20 Sept 2025 (modified: 08 Oct 2025)ICLR 2026 Conference SubmissionEveryoneRevisionsBibTeXCC BY 4.0
Keywords: Contrastive learning, Large-batch distributed training, Parameter-efficient Adapters
Abstract: Contrastive learning has emerged as a powerful method for learning unsupervised representations of data that maximize similarity between "related" pairs of data and minimize similarity between unrelated pairs. Many contrastive losses depend heavily on the batch size, as larger batch sizes significantly improve model intelligence. However, modern backbones are memory intensive and limit the practical batch size one can train with. To alleviate this issue, we introduce a new framework to scale contrastive batch sizes by two orders of magnitude. This allows us to improve the performance of any contrastive learner.
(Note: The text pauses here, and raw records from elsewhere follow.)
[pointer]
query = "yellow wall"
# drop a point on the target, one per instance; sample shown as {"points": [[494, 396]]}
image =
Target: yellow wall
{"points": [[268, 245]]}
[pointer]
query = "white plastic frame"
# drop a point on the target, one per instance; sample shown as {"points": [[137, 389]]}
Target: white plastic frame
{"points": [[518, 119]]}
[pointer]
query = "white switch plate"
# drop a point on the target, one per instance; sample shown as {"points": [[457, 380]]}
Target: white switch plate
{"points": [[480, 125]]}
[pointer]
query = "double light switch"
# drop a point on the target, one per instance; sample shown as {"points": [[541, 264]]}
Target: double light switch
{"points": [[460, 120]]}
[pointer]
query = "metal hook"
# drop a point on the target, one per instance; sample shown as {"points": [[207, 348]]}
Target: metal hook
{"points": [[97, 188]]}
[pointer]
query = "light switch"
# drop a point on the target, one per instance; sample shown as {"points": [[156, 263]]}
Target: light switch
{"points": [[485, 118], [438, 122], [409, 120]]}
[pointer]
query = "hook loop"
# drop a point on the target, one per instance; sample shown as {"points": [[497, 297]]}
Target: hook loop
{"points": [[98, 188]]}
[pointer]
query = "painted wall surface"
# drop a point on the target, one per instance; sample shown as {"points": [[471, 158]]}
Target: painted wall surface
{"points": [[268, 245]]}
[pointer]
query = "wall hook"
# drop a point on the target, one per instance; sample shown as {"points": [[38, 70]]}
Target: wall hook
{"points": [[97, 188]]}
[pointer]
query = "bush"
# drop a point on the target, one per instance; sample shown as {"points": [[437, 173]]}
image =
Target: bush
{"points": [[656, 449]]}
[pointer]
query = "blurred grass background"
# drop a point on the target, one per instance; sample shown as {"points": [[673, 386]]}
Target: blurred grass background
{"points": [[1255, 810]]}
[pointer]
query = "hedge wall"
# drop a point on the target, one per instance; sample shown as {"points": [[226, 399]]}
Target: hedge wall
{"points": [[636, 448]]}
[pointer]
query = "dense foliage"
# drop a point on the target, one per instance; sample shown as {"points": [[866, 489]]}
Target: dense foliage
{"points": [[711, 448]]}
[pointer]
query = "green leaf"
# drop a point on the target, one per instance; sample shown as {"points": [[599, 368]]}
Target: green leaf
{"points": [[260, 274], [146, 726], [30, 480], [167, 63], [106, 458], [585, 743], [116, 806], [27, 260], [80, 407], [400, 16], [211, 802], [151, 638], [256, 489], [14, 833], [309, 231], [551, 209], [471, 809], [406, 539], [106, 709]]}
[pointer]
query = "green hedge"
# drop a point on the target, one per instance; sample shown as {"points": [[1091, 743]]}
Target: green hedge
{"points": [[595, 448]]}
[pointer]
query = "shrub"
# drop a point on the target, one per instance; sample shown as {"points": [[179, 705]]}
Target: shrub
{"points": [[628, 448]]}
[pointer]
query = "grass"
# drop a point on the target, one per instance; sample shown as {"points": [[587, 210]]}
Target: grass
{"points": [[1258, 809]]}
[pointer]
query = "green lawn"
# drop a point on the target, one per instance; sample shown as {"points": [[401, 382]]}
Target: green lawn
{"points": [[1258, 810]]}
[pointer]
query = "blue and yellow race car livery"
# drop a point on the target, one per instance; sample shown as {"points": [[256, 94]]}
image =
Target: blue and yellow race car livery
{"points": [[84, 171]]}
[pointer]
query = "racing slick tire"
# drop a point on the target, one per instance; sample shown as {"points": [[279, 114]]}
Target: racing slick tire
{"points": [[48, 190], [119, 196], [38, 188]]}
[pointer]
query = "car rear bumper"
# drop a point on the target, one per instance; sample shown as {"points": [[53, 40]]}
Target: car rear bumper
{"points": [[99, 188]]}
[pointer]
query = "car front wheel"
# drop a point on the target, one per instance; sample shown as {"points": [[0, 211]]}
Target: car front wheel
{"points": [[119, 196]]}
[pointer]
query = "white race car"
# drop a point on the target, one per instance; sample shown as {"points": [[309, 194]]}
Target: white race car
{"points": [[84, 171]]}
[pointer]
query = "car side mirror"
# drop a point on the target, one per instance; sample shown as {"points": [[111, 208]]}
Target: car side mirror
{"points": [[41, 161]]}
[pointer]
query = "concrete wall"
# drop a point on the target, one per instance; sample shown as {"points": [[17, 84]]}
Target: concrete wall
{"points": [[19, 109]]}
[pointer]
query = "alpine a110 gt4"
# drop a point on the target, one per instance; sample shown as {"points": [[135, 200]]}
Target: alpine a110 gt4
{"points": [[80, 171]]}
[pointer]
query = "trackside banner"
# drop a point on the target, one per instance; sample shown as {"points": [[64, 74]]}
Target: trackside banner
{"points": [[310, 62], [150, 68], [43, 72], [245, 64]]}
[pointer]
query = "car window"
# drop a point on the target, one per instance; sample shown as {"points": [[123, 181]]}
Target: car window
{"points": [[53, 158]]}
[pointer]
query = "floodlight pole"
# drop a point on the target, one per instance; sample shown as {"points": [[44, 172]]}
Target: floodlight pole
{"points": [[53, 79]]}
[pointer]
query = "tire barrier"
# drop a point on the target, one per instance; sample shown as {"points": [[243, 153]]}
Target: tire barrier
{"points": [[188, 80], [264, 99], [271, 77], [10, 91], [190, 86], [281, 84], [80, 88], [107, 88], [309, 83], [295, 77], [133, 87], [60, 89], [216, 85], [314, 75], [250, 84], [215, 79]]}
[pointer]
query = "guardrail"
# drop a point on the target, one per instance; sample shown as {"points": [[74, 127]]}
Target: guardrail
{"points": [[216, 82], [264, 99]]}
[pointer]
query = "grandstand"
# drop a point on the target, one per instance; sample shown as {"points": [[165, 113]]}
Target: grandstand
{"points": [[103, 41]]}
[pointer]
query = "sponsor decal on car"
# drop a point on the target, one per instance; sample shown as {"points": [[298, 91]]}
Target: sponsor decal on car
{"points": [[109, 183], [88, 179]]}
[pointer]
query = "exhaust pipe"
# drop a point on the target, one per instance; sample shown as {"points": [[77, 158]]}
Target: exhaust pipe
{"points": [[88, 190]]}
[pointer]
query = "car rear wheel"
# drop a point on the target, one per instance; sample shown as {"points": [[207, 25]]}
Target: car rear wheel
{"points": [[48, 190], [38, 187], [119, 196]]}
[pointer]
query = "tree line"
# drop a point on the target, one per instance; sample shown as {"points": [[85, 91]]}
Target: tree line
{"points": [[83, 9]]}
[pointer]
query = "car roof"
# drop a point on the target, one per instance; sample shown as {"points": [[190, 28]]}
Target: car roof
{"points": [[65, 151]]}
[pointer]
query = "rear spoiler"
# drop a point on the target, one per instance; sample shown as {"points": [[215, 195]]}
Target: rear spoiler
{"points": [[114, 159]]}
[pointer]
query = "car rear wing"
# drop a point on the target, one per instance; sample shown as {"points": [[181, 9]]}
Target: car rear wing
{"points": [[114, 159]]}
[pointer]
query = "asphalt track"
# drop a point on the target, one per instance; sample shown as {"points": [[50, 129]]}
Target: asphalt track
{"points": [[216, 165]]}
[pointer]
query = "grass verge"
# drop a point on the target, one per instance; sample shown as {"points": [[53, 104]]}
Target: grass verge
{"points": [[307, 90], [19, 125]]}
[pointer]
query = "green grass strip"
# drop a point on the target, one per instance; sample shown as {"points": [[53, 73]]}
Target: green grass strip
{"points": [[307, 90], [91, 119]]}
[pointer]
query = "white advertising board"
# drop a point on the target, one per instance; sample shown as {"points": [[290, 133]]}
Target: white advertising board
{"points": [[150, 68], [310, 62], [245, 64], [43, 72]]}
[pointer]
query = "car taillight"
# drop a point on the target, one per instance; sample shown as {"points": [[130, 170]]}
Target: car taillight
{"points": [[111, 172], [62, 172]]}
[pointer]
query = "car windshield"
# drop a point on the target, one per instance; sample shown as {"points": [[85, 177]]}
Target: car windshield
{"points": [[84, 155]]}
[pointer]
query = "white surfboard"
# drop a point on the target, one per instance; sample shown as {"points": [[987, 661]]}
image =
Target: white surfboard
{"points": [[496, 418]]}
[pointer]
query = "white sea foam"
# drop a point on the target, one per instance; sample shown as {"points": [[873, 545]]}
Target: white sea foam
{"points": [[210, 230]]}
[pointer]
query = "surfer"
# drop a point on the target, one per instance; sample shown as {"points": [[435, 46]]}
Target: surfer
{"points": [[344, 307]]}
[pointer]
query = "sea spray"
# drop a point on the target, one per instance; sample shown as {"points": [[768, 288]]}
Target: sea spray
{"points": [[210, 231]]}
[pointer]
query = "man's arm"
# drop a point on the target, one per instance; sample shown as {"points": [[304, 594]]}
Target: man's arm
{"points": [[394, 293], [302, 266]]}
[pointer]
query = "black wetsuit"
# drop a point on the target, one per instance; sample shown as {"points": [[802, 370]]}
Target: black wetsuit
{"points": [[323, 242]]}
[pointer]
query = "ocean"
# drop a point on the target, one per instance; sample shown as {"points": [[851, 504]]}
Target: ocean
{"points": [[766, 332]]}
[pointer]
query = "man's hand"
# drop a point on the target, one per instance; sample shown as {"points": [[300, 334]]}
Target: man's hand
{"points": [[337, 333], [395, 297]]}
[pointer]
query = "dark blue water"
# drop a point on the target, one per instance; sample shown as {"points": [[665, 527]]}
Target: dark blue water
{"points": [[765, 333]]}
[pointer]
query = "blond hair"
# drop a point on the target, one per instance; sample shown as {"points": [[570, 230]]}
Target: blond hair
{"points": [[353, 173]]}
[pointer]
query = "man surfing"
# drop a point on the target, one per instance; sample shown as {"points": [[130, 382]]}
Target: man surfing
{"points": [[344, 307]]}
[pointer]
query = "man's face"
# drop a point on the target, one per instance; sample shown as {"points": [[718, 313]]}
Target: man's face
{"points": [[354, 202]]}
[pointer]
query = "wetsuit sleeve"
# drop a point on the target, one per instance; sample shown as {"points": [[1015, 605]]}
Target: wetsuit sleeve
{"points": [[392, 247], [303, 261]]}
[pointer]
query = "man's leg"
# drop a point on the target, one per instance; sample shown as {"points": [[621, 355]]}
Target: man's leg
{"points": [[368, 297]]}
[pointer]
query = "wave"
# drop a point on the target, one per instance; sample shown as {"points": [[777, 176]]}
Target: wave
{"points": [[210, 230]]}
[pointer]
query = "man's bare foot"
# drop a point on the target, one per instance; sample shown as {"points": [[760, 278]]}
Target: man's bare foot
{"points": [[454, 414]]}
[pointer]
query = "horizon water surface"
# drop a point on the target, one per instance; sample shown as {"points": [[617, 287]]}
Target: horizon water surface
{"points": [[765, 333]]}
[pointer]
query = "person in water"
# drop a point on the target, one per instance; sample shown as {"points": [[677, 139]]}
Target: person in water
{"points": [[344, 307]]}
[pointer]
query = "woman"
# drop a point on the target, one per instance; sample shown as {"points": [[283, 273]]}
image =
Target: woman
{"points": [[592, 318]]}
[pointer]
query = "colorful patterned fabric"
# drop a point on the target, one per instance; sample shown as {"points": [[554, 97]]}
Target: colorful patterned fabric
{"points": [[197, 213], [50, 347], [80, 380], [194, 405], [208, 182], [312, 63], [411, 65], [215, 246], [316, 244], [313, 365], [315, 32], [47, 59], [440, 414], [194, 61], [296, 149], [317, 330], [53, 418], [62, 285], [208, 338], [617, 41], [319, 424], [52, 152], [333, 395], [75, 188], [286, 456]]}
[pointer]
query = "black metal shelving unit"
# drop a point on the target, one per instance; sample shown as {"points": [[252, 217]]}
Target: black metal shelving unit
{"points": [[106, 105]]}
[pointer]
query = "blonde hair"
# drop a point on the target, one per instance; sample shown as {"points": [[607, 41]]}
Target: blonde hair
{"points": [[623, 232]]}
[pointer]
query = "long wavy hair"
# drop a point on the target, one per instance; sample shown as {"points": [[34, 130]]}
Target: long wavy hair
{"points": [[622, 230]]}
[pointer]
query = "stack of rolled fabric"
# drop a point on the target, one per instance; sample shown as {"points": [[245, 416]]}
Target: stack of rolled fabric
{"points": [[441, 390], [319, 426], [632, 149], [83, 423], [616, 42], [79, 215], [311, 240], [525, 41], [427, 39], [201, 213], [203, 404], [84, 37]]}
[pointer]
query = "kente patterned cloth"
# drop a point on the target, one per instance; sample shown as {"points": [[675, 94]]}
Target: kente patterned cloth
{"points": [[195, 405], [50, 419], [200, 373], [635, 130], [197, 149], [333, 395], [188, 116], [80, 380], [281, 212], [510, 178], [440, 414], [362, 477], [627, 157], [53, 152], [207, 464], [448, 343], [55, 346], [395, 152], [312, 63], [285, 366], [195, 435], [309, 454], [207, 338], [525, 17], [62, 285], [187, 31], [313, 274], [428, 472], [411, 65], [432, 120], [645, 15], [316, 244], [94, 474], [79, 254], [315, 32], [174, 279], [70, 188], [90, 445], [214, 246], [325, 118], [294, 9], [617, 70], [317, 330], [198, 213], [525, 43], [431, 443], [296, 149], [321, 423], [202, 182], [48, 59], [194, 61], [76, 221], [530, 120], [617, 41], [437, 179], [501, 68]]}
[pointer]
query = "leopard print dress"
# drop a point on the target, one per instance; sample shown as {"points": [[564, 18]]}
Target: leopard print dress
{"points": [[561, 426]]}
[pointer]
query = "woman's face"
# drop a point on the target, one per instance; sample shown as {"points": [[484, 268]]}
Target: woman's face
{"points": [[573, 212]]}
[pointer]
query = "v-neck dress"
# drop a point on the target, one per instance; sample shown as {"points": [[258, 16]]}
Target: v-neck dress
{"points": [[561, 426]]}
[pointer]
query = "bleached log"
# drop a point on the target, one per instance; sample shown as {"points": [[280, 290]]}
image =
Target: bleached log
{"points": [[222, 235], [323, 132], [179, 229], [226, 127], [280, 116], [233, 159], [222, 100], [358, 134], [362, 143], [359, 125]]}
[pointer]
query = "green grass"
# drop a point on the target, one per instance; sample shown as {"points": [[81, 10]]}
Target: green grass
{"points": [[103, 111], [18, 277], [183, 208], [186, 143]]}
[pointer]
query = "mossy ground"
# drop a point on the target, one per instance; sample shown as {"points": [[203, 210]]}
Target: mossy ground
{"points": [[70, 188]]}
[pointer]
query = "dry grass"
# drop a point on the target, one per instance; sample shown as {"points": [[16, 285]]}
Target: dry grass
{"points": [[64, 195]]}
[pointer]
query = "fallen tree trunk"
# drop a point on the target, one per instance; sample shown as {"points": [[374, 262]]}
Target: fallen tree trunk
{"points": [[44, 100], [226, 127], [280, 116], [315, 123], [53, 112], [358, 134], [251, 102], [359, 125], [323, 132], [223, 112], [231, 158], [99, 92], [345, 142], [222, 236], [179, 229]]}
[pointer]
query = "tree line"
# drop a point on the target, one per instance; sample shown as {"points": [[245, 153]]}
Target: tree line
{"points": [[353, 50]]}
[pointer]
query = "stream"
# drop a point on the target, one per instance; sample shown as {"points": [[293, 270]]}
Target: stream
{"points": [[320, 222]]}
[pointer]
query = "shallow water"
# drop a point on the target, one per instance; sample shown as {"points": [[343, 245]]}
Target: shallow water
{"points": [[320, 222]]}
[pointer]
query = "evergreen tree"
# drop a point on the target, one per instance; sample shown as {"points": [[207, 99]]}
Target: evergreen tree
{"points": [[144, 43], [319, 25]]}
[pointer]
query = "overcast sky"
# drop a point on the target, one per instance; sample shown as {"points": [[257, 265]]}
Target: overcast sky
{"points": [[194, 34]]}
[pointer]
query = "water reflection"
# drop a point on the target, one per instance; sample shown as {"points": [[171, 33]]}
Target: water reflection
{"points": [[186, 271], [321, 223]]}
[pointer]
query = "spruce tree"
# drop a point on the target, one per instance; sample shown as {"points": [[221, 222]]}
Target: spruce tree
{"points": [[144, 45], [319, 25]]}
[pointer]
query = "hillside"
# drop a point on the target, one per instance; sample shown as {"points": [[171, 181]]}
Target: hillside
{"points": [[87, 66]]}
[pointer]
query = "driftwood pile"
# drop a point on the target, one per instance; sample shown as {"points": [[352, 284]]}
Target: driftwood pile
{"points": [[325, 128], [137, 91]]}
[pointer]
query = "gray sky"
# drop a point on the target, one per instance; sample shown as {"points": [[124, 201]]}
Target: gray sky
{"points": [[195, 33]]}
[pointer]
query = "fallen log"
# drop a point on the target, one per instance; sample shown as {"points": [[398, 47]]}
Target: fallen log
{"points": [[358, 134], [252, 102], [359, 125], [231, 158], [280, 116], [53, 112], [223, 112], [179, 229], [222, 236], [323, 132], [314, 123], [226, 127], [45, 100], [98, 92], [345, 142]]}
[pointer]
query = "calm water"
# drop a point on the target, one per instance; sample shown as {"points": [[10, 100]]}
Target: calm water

Our training framework consists of three phases—Pretrain, Adapt, and Fuse. In the Pretrain phase, we train a standard contrastive learner with conventional batch sizes. In the Adapt phase, we freeze the backbone and train a small number of later layers with very large batches, exposing these late-stage parameters to significantly larger batches and accelerated training. Finally, in the Fuse phase, we transfer large-batch adapter gradients back into the backbone with a modified version of backpropagation. We evaluate methods with audio-video contrastive learning on the Audioset dataset. We show that our multi-phase training pipeline significantly improves retrieval performance and outperforms baseline approaches in both speed and accuracy. By exposing the model to substantially more negatives we make each contrastive judgment orders of magnitude more challenging, encouraging models to develop more sophisticated and intelligent representations.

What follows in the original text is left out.